George is many things to her: husband, friend, lover, business partner, drinking partner, father, child, teacher, companion, consultant, co-worker, supporter and, truly, a love of her life, though it cannot be said that he is the love of her life, because Craig is. So while she has no plans to leave George, she does tell him with some regularity that an emergency committee meeting has been called, what a bother, but to eat the leftovers in the fridge and no need to wait up, it’s no use both of them being tired, OK? Then she drives over to Craig’s place. Other times, Craig rides over on his motorbike when George is at the hardware store.

They are lying on the couch early one afternoon when she hears George’s car pull up outside.

‘Shit,’ she spits, twisting off the couch and grabbing Craig’s shoes. ‘Hide! Hide!’ she urges, as though the force of her voice could pick him up and deposit him in the closet with the vacuum and the winter coats.

‘I’m fuckin’ not hiding for anybody,’ Craig says, sitting up on the couch and crossing his arms over his bare chest with exaggerated insouciance. Down the hall, a key crunches in the lock and the front door opens. George pads heavily towards them on his way to the kitchen. Instantly, Sandra fills the living room doorway, arms reaching upward, bottom poking to the side for maximum coverage.

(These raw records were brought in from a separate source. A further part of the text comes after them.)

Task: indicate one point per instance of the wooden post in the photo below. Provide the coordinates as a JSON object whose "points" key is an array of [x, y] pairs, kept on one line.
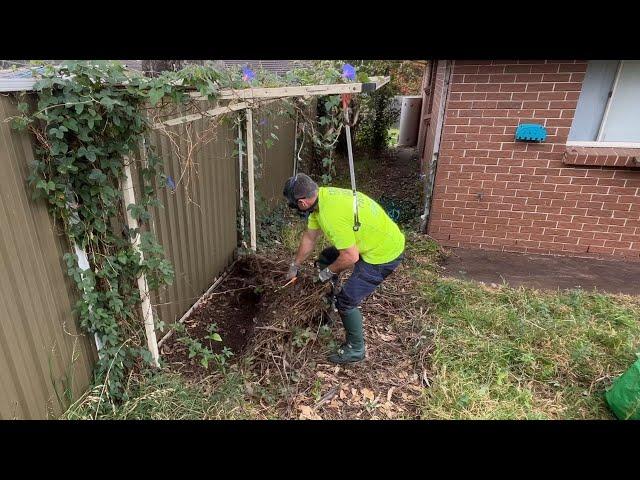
{"points": [[147, 314], [83, 264], [240, 166], [252, 199]]}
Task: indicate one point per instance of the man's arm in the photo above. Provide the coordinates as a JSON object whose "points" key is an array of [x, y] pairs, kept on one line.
{"points": [[307, 244], [348, 257]]}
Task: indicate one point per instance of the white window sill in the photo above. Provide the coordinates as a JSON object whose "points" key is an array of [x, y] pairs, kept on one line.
{"points": [[603, 144]]}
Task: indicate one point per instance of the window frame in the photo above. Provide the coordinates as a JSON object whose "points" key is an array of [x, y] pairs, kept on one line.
{"points": [[598, 142]]}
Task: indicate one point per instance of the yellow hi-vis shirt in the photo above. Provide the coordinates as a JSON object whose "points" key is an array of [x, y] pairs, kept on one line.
{"points": [[379, 239]]}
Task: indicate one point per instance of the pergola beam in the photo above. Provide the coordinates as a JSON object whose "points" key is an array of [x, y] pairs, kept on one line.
{"points": [[214, 112], [298, 91]]}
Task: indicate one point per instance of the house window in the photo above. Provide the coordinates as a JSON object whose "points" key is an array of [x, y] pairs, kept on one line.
{"points": [[608, 111]]}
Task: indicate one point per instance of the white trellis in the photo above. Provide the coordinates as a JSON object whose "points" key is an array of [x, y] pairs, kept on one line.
{"points": [[236, 100]]}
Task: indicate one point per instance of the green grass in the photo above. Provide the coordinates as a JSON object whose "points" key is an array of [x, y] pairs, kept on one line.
{"points": [[494, 353], [167, 396], [392, 137], [511, 353]]}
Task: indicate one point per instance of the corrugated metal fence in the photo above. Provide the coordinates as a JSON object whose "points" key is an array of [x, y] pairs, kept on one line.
{"points": [[40, 344], [38, 334]]}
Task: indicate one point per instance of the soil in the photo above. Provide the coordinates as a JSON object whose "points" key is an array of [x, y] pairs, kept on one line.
{"points": [[233, 307], [544, 271], [249, 296]]}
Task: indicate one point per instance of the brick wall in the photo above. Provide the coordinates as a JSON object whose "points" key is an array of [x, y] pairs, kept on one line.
{"points": [[492, 192]]}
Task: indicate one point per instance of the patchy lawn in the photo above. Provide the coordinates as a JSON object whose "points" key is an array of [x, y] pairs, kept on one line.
{"points": [[437, 348]]}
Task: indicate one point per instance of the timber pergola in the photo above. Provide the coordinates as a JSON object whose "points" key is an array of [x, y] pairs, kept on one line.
{"points": [[238, 99], [245, 99]]}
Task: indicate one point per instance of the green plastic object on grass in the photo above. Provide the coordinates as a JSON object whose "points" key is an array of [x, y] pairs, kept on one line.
{"points": [[624, 395]]}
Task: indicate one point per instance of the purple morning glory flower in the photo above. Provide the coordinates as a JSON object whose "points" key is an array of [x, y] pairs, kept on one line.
{"points": [[349, 72], [247, 74]]}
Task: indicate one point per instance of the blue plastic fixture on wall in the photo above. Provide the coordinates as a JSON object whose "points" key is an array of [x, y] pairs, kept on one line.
{"points": [[531, 132]]}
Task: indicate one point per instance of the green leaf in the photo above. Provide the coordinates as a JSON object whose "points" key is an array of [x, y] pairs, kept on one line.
{"points": [[97, 176], [155, 95]]}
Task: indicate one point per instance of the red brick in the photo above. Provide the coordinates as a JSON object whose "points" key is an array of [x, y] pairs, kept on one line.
{"points": [[607, 236], [559, 122], [577, 77], [513, 87], [462, 69], [492, 130], [508, 122], [491, 69], [551, 96], [463, 87], [499, 95], [475, 78], [546, 68], [572, 67], [483, 121], [563, 104], [521, 114], [503, 78], [510, 104], [460, 104], [568, 86], [472, 96], [617, 244], [529, 77], [486, 87], [557, 77], [531, 96], [538, 87], [517, 68], [466, 128]]}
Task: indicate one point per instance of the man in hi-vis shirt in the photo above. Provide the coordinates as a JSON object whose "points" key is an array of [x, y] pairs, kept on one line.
{"points": [[374, 250]]}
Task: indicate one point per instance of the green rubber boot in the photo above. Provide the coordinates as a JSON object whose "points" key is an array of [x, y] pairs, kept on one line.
{"points": [[353, 349]]}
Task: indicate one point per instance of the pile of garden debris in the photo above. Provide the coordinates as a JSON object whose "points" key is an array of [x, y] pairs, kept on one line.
{"points": [[280, 338]]}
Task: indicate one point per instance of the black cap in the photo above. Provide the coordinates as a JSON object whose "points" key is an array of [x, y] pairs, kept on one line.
{"points": [[297, 187]]}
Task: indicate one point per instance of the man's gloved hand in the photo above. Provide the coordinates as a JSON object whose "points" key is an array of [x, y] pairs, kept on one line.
{"points": [[325, 275], [293, 271]]}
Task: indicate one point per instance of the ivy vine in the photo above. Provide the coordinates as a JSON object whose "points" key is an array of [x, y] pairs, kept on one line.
{"points": [[91, 118]]}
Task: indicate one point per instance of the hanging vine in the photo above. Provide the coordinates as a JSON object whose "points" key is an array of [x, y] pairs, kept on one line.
{"points": [[88, 121]]}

‘Ah, you’re home early, love,’ she yawns to George standing in front of her and directly facing, though he can’t see it, the back of Craig’s head resting against his formal sofa. ‘I was just having a little nap before I do the shopping.’ She takes his arm and gently leads him towards the kitchen where he locates the papers he forgot to take to the shop that morning. ‘Now what would you like for dinner? I was thinking a nice beef bourguignon to go with that red you bought…’ She keeps his eyes focused on her as they retrace his steps down the hallway. She gives him a kiss goodbye for the first time in months, waves, shuts the door and returns to the living room.

‘Remind me never to trust you,’ Craig grins, lying back down again. ‘You’re too convincing a liar.’ Her hands are still shaking as she pours herself a Scotch.